Despite being a critical darling, Short Cuts didn’t exactly usher in a revolution of Hollywood trusting viewers’ imaginations. (Its meager box office performance probably didn’t help.) But it did influence countless films and filmmakers, with Paul Thomas Anderson being its most prominent borrower. Rewatching the film now, it’s hard not to be struck by how many of Anderson’s movies have lifted liberally from this single picture—Jennifer Jason Leigh’s phone sex work showing up in Punch Drunk Love, Julianne Moore going from bottomless in Short Cuts to a full-on porn star in Boogie Nights, and Magnolia following the film’s structure almost to a T. Altman could rest assured that at least one audience member was fully participating.

short cuts
It’s possible that beneath all the layers of Altman and Carver’s artistic stylings, your life bears more resemblance to these characters’ than you’d care to admit.New Line Cinema

The director could also rest assured that—though Short Cuts offered a lot of meat on its bones for other filmmakers to pick at—taken in its totality, it was entirely inimitable. Short Cuts is a special confluence of this filmmaker working off these texts, all taking place in this setting, during this time period. Those last two factors—the film’s Los Angeles setting and early '90s environs—shouldn’t be overlooked. Despite being a film full of constructed sets, Short Cuts paints a specific portrait of the outer edges of Los Angeles’s sprawl, at a time before smartphones and social apps smoothed out the city’s texture. It’s a world of pools and pool cleaners, greasy spoons and lecherous patrons, limousines and dipso drivers. (Side note: in a movie full of perfect castings, Tom Waits's inclusion may take the cake). With the exception of the film’s overbearing whiteness, Short Cuts is the sort of movie whose datedness mostly works in its favor. It doesn't produce nostalgia, exactly, but a more complicated cousin to it. You wouldn’t want to live in this world, but hell, you’d gladly spend hours observing it.

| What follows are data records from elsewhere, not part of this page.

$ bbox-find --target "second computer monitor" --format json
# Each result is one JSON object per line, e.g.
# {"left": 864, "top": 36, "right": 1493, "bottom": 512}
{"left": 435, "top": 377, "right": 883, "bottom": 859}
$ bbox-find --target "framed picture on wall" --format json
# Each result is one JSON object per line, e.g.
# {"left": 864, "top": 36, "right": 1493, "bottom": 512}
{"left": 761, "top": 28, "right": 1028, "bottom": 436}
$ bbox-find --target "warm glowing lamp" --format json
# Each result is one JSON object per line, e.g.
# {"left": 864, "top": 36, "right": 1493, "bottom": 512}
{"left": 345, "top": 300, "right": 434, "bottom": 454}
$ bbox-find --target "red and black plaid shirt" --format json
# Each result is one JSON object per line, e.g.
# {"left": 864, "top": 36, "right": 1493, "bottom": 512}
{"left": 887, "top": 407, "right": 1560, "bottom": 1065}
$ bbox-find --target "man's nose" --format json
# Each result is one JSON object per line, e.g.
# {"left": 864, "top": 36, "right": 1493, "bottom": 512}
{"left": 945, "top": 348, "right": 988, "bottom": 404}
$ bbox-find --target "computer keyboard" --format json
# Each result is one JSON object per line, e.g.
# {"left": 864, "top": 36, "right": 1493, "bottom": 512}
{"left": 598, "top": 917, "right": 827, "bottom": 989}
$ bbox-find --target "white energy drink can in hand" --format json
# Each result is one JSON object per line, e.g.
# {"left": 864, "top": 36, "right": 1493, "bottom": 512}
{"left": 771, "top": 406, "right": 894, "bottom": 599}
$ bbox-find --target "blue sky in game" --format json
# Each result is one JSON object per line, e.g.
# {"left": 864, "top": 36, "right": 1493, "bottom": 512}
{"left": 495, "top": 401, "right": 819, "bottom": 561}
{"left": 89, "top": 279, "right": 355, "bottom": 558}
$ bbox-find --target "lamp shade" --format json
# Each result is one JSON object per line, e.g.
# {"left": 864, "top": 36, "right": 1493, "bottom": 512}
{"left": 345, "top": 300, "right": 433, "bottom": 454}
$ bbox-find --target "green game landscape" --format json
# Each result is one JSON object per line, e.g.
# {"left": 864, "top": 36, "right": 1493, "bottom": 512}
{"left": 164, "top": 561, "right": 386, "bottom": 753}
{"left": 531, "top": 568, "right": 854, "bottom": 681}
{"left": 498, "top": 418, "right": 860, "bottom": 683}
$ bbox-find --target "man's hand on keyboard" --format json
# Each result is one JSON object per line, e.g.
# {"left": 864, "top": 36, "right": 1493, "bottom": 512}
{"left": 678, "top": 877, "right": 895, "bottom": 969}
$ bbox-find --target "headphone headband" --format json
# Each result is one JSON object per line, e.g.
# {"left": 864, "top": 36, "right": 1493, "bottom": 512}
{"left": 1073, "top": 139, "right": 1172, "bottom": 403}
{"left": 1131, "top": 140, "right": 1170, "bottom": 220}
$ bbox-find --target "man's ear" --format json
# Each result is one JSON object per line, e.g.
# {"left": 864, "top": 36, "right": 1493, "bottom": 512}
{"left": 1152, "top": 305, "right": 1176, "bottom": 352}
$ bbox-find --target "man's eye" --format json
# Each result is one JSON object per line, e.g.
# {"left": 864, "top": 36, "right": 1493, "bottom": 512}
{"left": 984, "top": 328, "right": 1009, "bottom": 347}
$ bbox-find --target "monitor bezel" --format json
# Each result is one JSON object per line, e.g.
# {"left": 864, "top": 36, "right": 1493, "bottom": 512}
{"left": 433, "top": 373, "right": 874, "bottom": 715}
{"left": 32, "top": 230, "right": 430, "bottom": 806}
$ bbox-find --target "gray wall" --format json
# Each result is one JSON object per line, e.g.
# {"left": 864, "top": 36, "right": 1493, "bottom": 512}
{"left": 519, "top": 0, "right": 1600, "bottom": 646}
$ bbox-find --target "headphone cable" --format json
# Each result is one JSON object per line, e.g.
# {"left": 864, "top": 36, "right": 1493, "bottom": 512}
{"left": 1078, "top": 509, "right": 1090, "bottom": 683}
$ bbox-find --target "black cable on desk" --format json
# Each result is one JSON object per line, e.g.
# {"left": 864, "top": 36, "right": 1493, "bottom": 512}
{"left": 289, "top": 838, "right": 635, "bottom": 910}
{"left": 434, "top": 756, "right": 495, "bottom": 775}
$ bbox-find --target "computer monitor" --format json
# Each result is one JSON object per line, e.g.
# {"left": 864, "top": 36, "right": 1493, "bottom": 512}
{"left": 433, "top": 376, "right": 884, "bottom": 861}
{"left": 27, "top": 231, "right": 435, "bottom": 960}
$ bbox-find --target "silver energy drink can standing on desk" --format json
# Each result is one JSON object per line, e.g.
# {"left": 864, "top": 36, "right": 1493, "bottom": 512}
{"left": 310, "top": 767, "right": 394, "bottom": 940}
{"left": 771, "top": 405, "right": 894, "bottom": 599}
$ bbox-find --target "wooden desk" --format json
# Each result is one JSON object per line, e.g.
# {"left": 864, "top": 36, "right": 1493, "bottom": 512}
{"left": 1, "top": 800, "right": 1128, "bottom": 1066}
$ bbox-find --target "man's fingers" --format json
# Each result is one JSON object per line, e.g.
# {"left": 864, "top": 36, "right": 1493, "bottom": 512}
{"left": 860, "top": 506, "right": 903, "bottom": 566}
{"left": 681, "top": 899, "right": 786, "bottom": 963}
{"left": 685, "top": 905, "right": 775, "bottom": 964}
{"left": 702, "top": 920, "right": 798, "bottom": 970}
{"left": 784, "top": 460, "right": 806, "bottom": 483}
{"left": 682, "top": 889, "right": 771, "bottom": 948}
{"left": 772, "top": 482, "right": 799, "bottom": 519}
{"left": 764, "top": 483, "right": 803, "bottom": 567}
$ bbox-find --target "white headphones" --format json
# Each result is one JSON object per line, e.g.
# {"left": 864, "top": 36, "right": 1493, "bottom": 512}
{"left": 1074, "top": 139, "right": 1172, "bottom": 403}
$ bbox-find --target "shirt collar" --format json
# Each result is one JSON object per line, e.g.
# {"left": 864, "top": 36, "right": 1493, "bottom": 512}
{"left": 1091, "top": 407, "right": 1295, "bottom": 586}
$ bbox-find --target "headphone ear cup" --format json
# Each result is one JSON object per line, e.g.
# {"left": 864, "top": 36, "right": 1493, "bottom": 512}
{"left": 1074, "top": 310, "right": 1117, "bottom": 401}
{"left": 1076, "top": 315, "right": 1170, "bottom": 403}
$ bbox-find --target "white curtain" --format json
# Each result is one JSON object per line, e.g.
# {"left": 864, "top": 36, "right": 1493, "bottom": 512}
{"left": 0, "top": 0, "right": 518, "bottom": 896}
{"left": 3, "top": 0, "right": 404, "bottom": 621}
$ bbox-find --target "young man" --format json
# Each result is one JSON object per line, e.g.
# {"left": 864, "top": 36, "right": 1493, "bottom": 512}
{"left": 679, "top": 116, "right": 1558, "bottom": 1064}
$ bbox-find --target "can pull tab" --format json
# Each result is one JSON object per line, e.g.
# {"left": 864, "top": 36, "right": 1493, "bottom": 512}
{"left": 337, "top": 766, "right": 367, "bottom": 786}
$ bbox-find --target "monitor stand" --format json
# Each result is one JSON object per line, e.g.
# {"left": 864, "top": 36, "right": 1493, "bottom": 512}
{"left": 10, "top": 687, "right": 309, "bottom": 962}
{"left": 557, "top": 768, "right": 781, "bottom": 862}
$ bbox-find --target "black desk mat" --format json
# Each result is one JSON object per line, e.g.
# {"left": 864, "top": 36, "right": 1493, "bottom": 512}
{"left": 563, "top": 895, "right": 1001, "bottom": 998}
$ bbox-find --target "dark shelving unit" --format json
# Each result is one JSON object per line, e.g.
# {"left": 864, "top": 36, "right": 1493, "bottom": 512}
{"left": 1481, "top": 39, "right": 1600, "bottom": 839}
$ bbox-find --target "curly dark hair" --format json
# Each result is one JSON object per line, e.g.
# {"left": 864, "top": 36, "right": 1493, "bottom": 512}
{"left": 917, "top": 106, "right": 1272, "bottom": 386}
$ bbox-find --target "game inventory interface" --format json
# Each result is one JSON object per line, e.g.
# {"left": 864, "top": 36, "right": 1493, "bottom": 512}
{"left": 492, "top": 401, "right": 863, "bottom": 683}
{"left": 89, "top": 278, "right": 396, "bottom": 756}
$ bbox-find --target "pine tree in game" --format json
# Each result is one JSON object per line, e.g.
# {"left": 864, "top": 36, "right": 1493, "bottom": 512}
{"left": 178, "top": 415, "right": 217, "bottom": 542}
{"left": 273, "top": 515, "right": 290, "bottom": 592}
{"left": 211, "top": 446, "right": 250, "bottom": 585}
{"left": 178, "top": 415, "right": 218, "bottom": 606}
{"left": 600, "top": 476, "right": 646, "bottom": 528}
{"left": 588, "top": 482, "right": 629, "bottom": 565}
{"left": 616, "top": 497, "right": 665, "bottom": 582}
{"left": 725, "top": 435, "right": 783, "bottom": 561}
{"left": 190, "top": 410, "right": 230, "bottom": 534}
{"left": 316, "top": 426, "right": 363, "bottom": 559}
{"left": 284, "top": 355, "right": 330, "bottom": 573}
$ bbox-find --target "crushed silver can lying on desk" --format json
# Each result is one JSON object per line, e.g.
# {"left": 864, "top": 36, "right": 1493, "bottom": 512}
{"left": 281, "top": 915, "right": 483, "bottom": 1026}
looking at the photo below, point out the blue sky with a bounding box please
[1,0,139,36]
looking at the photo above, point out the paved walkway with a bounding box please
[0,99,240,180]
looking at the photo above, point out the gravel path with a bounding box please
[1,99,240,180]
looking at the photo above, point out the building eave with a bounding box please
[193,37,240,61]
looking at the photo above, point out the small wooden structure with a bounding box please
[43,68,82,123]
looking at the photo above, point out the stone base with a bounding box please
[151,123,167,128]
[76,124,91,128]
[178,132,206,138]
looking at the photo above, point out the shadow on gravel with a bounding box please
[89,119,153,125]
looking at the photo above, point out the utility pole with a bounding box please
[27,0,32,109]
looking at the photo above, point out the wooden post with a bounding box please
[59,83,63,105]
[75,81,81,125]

Of course, it’s possible that beneath all the layers of Altman and Carver’s artistic stylings, your life bears more resemblance to these characters’ misadventures than you’d care to admit. After all, heavy boozing, infidelity, bruised egos, sudden tragedy, clowns—these things are still realities of American life. You just don’t usually see the whole big, messy kaleidoscope move before your eyes. When you do, it’s hard to know what to make of it. But more and more, the ambivalence coursing through Short Cuts is what I find special, timeless, and profound even about it. One second, things look hopelessly dark—and the next, you’re laughing. What a film. What a world.